Risograph art of a scale balancing cost savings and latency

Implementation Checklist and Pitfalls

Implementing batch processing is not just about changing a configuration flag. It requires careful architectural planning. Here is what you need to watch out for:

Input Sequence Length Variability: Longer sequences consume more memory. If your users send varying lengths of text, your effective batch size will be limited by the longest sequence in the batch. Consider padding strategies or truncation policies.
Streaming Overhead: Streaming responses typically cost 20-40% more than batch processing due to higher computational overhead and constant resource maintenance. Disable streaming for non-interactive tasks.
Early Stopping: Configure models to halt token generation when satisfactory completions are reached. This can reduce output tokens by 20-40% without affecting user experience, compounding your batch savings.
Caching: Use retrieval-augmented generation (RAG) caching for repetitive queries. This can further reduce costs by 15-25% by avoiding redundant inference entirely.

Expect a learning curve. Most engineering teams spend 2-4 weeks tuning their batch sizes. Monitor your p50 and p95 latency metrics closely. If latency spikes beyond your service level agreements (SLAs), reduce the batch size. If your GPU utilization is below 70%, increase it. The goal is sustained high utilization without breaking user experience.

Future Trends in Batch Optimization

The landscape of LLM serving is evolving rapidly. Automated batch size optimization systems are emerging, which dynamically adjust batch sizes based on real-time workload characteristics and cost constraints. Anthropic’s roadmap indicates planned integration of such features in late 2025. Additionally, mixed-integer linear programming for scheduling is being explored to achieve up to 41% higher throughput within the same price budget. As the LLM market grows toward a projected $36.1 billion valuation by 2030, mastering these optimization techniques will remain a critical competitive advantage.

What is the ideal batch size for text generation?

For most text generation tasks, a batch size between 10 and 50 is optimal. This range balances the computational heaviness of decoding with acceptable latency. Larger batches may cause significant delays for users expecting real-time responses.

How does continuous batching differ from static batching?

Static batching waits for a fixed number of requests before processing them, which can introduce unnecessary latency if requests arrive sporadically. Continuous batching dynamically inserts new requests into the batch as previous ones finish, keeping the GPU fully utilized and improving throughput by up to 24x.
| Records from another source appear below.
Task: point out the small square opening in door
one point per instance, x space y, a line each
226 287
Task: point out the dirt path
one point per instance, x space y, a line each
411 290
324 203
Can I use batch processing for real-time chatbots?

Yes, but you must use dynamic or continuous batching rather than static batching. Static batching can cause unacceptable delays. Ensure your infrastructure supports low-latency insertion of new requests into ongoing batches to maintain a smooth user experience.

Why is streaming more expensive than batch processing?

Streaming requires maintaining open connections and processing tokens individually as they are generated, which adds computational overhead. Batch processing aggregates requests, allowing the GPU to process them in parallel with fewer connection management costs, reducing expenses by 20-40%.

How do I determine my maximum batch size?

Your maximum batch size is constrained by your GPU’s memory capacity. Start with small batches and gradually increase until you hit out-of-memory errors or see latency degrade significantly. Factors like model size, input sequence length, and KV cache requirements all impact this limit.